El fin último es consolidar una institucionalidad robusta que convierta la planificación en ejecución efectiva y los recursos públicos en resultados tangibles para la población. Todo este proceso debe desarrollarse desde un pacto político y fiscal amplio que permita construir un nuevo contrato social territorial inclusivo y sostenible.
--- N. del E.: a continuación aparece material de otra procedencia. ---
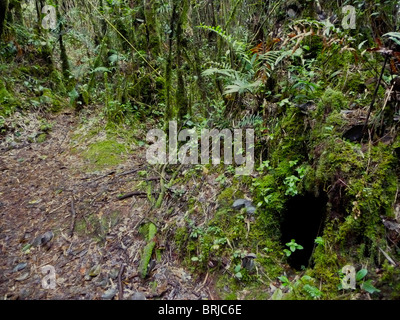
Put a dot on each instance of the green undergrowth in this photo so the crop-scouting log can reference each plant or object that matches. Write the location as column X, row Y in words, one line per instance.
column 103, row 145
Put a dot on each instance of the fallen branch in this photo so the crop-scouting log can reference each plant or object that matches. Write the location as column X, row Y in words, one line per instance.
column 391, row 261
column 121, row 290
column 73, row 212
column 133, row 194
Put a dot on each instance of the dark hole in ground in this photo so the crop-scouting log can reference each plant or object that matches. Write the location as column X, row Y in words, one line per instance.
column 303, row 221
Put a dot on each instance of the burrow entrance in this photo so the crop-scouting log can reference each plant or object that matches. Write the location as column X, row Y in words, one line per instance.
column 303, row 221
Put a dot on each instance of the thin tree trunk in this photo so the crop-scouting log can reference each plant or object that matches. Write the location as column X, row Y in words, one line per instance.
column 3, row 13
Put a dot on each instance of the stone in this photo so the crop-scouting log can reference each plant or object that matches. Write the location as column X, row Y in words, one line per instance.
column 138, row 296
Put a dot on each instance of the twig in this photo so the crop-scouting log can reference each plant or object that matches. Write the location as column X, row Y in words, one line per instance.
column 73, row 212
column 121, row 291
column 391, row 261
column 133, row 194
column 375, row 94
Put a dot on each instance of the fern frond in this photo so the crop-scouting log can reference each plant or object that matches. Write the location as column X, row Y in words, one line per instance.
column 238, row 47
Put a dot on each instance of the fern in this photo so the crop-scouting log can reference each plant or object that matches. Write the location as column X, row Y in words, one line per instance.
column 394, row 36
column 312, row 291
column 240, row 48
column 244, row 80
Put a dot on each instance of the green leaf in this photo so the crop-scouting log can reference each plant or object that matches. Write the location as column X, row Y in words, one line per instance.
column 284, row 280
column 367, row 286
column 361, row 274
column 287, row 252
column 100, row 69
column 312, row 291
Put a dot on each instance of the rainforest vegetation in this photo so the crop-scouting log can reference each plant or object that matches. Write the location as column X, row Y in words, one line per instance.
column 82, row 83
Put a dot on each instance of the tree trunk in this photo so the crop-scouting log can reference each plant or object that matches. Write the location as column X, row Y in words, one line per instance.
column 3, row 13
column 153, row 39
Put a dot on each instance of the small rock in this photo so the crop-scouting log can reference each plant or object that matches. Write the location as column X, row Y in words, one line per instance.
column 20, row 267
column 251, row 210
column 95, row 271
column 109, row 294
column 23, row 277
column 102, row 282
column 114, row 273
column 241, row 203
column 138, row 296
column 47, row 237
column 43, row 239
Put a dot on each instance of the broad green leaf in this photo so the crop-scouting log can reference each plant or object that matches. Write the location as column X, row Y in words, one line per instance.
column 100, row 69
column 367, row 286
column 361, row 274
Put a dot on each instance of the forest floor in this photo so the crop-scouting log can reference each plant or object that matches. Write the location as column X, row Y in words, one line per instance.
column 95, row 244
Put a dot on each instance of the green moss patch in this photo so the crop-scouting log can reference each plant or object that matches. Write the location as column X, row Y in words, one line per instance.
column 104, row 154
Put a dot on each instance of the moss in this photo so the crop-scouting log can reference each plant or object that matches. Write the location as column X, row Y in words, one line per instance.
column 228, row 195
column 148, row 250
column 332, row 100
column 7, row 101
column 96, row 225
column 104, row 154
column 41, row 138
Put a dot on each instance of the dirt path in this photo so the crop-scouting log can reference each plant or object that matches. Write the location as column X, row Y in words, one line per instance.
column 38, row 184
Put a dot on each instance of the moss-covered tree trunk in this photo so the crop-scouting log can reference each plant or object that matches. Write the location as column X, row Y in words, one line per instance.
column 153, row 39
column 169, row 112
column 63, row 51
column 181, row 97
column 3, row 13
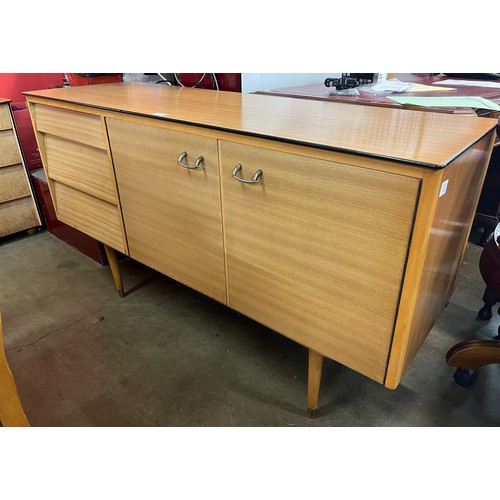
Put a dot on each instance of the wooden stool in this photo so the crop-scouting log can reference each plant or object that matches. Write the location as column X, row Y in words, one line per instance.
column 11, row 410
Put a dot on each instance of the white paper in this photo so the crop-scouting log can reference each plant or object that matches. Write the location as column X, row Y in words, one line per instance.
column 475, row 83
column 391, row 86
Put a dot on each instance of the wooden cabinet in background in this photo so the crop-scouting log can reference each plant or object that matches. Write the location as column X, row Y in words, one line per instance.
column 18, row 209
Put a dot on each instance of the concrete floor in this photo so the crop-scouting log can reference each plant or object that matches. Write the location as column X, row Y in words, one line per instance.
column 167, row 356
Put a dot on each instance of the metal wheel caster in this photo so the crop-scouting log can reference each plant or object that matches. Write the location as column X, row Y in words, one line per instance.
column 485, row 312
column 465, row 377
column 497, row 336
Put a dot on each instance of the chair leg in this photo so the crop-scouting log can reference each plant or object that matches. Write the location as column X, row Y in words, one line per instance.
column 489, row 299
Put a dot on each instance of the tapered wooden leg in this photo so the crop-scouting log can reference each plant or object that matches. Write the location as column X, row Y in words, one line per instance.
column 313, row 381
column 115, row 269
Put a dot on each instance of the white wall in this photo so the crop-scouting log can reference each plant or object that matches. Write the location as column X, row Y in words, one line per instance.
column 250, row 82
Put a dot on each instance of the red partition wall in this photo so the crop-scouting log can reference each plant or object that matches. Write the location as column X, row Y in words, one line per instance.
column 13, row 84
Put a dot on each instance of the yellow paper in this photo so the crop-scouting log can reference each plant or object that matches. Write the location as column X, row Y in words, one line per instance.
column 428, row 88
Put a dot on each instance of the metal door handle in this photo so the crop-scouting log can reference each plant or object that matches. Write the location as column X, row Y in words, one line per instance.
column 197, row 163
column 253, row 180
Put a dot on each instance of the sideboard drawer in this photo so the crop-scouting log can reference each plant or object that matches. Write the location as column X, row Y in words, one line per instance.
column 73, row 125
column 89, row 214
column 80, row 166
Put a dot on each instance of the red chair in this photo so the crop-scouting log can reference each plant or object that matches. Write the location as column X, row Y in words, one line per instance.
column 11, row 410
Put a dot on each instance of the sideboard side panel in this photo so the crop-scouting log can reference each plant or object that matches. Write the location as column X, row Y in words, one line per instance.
column 441, row 247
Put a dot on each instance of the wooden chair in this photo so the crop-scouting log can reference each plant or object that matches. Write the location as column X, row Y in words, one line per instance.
column 470, row 355
column 11, row 410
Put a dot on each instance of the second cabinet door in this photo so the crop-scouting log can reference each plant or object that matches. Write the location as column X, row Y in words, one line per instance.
column 316, row 250
column 172, row 213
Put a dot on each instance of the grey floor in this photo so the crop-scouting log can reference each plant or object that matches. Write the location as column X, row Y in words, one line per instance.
column 165, row 355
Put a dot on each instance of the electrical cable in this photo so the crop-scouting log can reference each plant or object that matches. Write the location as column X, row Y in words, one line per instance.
column 177, row 79
column 214, row 78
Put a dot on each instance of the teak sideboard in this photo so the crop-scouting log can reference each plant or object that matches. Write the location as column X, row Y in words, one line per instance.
column 341, row 227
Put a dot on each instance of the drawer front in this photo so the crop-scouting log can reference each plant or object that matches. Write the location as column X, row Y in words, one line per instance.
column 89, row 214
column 73, row 125
column 13, row 183
column 18, row 215
column 9, row 150
column 80, row 166
column 172, row 214
column 5, row 120
column 316, row 250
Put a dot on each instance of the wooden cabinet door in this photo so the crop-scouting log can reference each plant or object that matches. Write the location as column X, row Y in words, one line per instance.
column 172, row 214
column 316, row 250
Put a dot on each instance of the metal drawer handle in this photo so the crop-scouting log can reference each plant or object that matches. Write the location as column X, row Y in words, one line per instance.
column 253, row 180
column 197, row 163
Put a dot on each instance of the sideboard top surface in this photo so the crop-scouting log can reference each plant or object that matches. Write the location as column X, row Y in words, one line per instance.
column 411, row 136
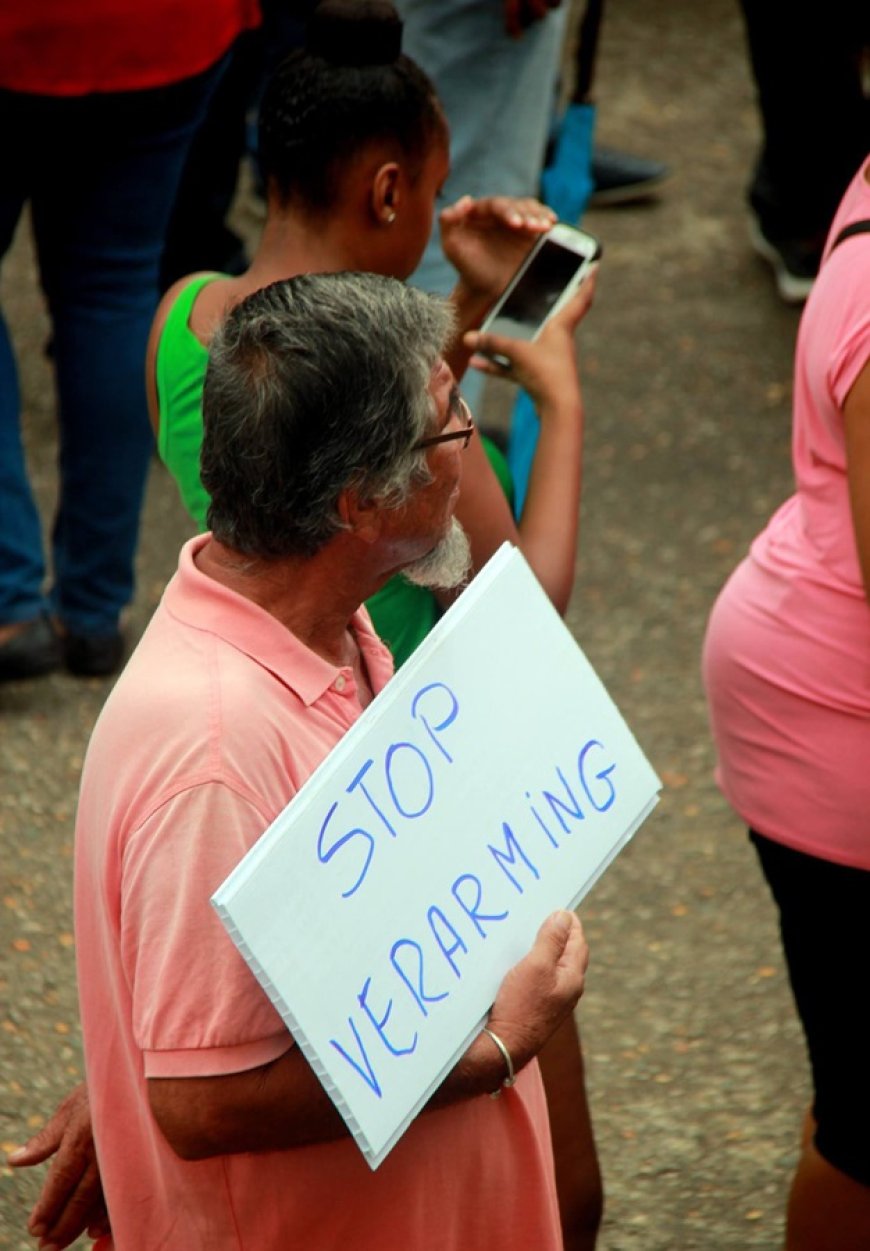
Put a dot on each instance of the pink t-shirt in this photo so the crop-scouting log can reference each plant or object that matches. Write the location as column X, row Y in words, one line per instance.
column 213, row 726
column 788, row 651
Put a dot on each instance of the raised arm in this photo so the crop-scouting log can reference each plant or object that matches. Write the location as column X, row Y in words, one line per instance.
column 283, row 1105
column 548, row 527
column 486, row 240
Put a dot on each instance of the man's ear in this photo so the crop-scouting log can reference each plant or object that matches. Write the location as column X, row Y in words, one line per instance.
column 361, row 517
column 386, row 195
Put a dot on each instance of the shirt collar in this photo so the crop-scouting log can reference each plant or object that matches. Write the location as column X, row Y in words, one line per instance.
column 205, row 604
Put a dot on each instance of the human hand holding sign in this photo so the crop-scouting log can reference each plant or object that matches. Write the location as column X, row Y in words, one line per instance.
column 71, row 1197
column 546, row 367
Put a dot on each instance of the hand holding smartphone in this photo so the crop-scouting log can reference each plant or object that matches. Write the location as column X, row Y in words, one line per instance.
column 548, row 277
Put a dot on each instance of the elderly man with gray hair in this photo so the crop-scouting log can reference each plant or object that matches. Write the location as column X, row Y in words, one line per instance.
column 333, row 450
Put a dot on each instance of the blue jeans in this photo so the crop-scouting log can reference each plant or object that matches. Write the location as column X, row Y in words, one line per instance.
column 100, row 173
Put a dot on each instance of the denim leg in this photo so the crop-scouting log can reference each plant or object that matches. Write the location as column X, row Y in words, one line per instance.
column 21, row 563
column 100, row 210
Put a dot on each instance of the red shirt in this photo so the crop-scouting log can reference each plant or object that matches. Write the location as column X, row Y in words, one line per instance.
column 78, row 46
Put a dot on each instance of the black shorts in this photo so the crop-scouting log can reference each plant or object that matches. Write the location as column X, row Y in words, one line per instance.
column 825, row 925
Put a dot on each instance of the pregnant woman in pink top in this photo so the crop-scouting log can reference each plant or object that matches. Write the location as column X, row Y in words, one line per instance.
column 786, row 666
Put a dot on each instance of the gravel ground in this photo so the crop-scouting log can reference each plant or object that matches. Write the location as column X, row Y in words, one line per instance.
column 696, row 1067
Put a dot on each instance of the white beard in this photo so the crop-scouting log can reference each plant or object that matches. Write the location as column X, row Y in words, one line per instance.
column 446, row 566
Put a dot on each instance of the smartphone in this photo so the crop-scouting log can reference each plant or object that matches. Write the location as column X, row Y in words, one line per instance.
column 547, row 278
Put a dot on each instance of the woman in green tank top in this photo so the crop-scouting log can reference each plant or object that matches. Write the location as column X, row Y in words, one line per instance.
column 354, row 149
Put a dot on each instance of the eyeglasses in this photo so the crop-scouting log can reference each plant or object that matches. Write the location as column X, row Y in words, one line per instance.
column 465, row 433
La paz y seguridad como condiciones indispensables

Sin embargo, este horizonte prometedor sólo podrá abrirse si se acompaña de nuevas políticas integrales de paz y seguridad que devuelvan al Estado su soberanía plena sobre todo el territorio nacional, y rompan definitivamente las cadenas que someten a poblaciones enteras a la dictadura de mafias dedicadas a economías ilegales. Es imperativo devolver su poder operativo, su moral institucional, su presupuesto adecuado y su capacidad de acción efectiva a las Fuerzas Armadas, sin cuya labor fundamental todo diálogo de paz quedaría condenado al fracaso absoluto.

En esta hora aciaga para la nación, ¿podrá esperar Colombia de sus caudillos políticos una salida distinta a la de trocar sus odios personales y vanidades individuales en altar sacrificial de la república? La respuesta sigue pendiente mientras el reloj de la crisis continúa avanzando inexorablemente.